Figure 5-15: Moving a memory address into a register

Eat at Joe"5!

Figure 5-16: Program output in a terminal window

The INT 80H instruction is a special one. It generates a Linux system call (affectionately referred to as a syscall) named sys_write, which sends data to the currently active terminal window.

Sending EatMsg to the output window is all that the eatsyscall program was designed to do. Its work is done, and the last three instructions in the program basically tidy up and leave. Click the button and step through them, watching to see that EAX and EBX receive new values before the final int 8 0h, which signals Linux that this program is finished. You'll get a confirmation of that in the bottom line of KDbg's window, which will say ''Program exited normally'' along with the source code line where this exit happened.
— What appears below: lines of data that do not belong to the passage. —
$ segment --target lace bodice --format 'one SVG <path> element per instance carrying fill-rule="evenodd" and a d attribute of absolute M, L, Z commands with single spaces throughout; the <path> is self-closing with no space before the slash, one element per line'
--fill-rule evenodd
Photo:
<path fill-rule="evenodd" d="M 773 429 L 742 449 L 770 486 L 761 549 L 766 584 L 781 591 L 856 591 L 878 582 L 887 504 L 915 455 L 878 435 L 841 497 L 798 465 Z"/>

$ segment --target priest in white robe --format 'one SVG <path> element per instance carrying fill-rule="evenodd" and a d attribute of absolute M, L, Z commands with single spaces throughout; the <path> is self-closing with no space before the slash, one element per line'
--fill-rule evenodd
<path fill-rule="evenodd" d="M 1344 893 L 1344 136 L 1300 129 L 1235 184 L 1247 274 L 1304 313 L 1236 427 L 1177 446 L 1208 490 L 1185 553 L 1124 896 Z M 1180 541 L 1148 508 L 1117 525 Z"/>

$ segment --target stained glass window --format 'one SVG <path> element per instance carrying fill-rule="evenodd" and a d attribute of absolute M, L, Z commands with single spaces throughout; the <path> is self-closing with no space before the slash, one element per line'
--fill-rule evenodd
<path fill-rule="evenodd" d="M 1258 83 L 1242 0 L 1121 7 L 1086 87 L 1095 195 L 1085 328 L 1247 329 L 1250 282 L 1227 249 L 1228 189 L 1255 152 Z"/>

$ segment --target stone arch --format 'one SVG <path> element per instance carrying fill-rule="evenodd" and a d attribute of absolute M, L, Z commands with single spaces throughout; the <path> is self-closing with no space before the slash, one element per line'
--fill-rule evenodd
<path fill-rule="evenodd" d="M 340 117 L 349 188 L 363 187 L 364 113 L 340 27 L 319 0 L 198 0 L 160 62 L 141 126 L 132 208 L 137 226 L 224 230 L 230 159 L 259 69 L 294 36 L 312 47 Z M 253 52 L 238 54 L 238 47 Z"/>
One question that may have occurred to you is this: Why is the stepper button called ''Step Into By Instruction''? We just bounced down to the next line; we did not step our way into anything. A full answer will have to wait for a couple of chapters, until we get into procedures, but the gist of it is this: KDbg gives you the option to trace execution step by step into an assembly language procedure, or to let the computer run full speed while executing the procedure. The button Step Into By Instruction specifies to go through a procedure step by step. The button Step Over By Instruction (the next button to the right) allows the procedure to execute at full speed, and pick up single-stepping on the other side of the procedure call.

Why step over a procedure call? Mainly this: procedures are often library procedures, which you or someone else may have written months or years ago. If they are already debugged and working, stepping through them is probably a waste of time. (You can, however, learn a great deal about how the procedure works by watching it run one instruction at a time.)

Conversely, if the procedures are new to the program at hand, you may need to step through them just as carefully as you step through the main part of the program. KDbg gives you the option. This simple program has no procedures, so the Step Into and Step Over buttons do precisely the same thing: execute the next instruction in sequence.

The three single-stepping buttons to the left of Step Into By Instruction are for use when debugging code in higher-level languages such as C. They enable stepping by one high-level statement at a time, not simply one machine instruction at a time. These buttons don't apply to assembly language programming and I won't be discussing them further.